The last post is a bit obscure, so let me correct that by some comments on what I think really happens when people address artifacts in prayer or treat them with reverence. This sort of behavior in our culture may be observed especially among Catholics and sometimes Asians. Mine is a subjective view, of course, but that, I think is what is required, a look at the psychological aspects of this phenomenon. I can only offer mine. But I would assert with confidence that other people’s behavior arises from the same sort of understanding I have. Not in detail, to be sure, but in basic outline.
Here are some facts. First, when I go on my usual one-hour walk in my neighborhood, I can so arrange my path that I’ll see at least six Madonnas on the way. All of these are statues of the Virgin Mary, the Mother of Jesus. Two stand on the grounds of a church, one is in a cemetery, and three others (at least) are in private backyards but visible from the sidewalk. I no more think that these stone or plaster figures are the Virgin Mary than does any believer or atheist. The sheer numbers of them would make that obvious. The value of these figures lies in their function. They serve as a reminder of something else and in physically localizing that reminder in certain integrated acts.
Let me develop that. Many people who ignore religious statues still visit the cemetery. They are engaged in an integrated act of remembrance at minimum and often in an act of at least one-way communication. The hope is present, at least in the feelings, that the communication is two-sided. Now why bother to go to the cemetery? The reason for that is that this act is integrated. It involves both body and soul, it isn’t just a thought. It involves a ceremonial in which the whole person takes part. We often additionally, physically mark it by taking flowers. The grave site serves the same function as the statue. It localizes an integrated act.
Second, I am entirely persuaded that spiritual beings exist in another dimension. This means that I have what some call faith but I just view as a conviction. In my own personal case, in the course of all of my ritual behaviors—including sometimes mentally greeting a Madonna as I pass her, sometimes stopping to say a prayer—I am operating at several levels at once. At one level I’m fully aware of Mary as a person—but not of a particular historical woman who, once, required for bureaucratic reasons to travel, to Bethlehem, although she was pregnant, had trouble finding hotel accommodations. No. I’m aware of the spiritual being that that woman has, since then, become. At another level, I reject the notion that Mary is an intermediary—thus as someone closer to God than others and therefore more likely to “get results” for me from a God who is less likely to pay attention to me. I can understand that attitude on the part of others, but I know better. At that higher level, all of my ritual acts toward the higher dimension really only address the High. And Mary in that sense is one of the thinkable symbols for it.
Do I think that prayers work? Yes. But my conviction must be phrased in a specific way. I think that grace flows to us and helps us, but that this requires changes in us rather than arbitrary acts of individual higher beings tossing bits of bread to squawking ducks and favoring those that squawk loudest. The statues serve me as reminders of my general condition.
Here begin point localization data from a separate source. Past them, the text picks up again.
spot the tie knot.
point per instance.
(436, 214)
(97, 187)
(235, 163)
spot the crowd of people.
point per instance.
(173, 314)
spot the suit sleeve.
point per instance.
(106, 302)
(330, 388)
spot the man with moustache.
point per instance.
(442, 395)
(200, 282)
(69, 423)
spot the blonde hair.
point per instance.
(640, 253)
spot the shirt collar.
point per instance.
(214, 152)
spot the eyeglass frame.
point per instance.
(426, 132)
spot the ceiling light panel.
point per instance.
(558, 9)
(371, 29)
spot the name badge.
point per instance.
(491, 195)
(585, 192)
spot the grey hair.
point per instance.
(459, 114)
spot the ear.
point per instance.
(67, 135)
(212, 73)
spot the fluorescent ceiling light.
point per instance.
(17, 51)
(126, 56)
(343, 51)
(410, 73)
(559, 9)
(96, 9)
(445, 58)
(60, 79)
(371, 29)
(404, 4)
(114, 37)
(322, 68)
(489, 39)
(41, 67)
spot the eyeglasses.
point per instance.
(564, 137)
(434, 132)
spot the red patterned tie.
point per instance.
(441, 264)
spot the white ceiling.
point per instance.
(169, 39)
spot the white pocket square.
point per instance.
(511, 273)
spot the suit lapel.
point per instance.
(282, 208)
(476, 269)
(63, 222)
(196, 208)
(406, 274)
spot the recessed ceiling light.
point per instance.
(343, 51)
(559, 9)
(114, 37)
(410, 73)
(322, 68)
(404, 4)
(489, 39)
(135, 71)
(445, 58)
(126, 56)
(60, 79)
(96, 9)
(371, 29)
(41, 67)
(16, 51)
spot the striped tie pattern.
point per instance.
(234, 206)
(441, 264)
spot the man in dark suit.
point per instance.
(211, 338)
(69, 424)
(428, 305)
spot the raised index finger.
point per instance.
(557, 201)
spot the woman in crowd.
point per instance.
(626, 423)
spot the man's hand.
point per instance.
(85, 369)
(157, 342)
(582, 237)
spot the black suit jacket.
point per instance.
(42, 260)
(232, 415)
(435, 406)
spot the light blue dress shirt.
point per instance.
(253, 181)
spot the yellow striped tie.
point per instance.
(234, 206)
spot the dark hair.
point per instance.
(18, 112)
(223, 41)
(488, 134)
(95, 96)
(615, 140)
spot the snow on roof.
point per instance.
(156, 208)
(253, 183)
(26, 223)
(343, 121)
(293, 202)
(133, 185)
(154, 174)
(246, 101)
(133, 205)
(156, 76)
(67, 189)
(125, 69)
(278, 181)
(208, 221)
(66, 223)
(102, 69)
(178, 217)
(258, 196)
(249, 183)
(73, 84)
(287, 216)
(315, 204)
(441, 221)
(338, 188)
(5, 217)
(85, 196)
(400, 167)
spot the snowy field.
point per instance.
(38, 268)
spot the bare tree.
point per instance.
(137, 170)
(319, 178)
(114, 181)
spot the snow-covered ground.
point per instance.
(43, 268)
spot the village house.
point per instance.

They give me opportunities to mark the occasions by ritual acts which, involving me as a whole person serve to raise my entire being above the levels of constant distraction.
I’m not in any way tempted to imagine that speaking to the Virgin requires the presence of a statue—never mind that the stone image is the Virgin. Nor do I assume that anybody else does either. Some people are highly self-aware and analytical. Most are not. But even those who’re not can be awakened. And when they pay attention, they would say more or less what I do. They just don’t usually think about it.
What matters in these cases, I submit, is the nature of the intention involved. My intention is to acknowledge a higher realm and the possibility of communicating with it—as in touching it, coming in contact. The rest is detail. Statues are helpful focal points for carrying out this intention. They remind me.
Not surprisingly, the statues themselves are the product of intentions. They were commissioned or purchased—and then displayed—to mark physically some person’s or group’s intention to acknowledge a reality invisible to all of us. Those of us who stop before the statue join in that intention.
Now a word about the statue-breakers. Iconoclastic dogmas within religious communities are, in seems to me, elitist interventions by those who would correct the ignorant common people by beady-eyed command. They don’t like low-level displays of piety. They believe, quite ignorantly, it seems to me, that people really worship statues. I don’t think they do—not even the most primitive. And if some do, the act itself will eventually act to correct that view. If we wish to find people who really worship idols, we might look for them among those lavishing excessive time and wax on fancy cars or excessive time on their portfolios.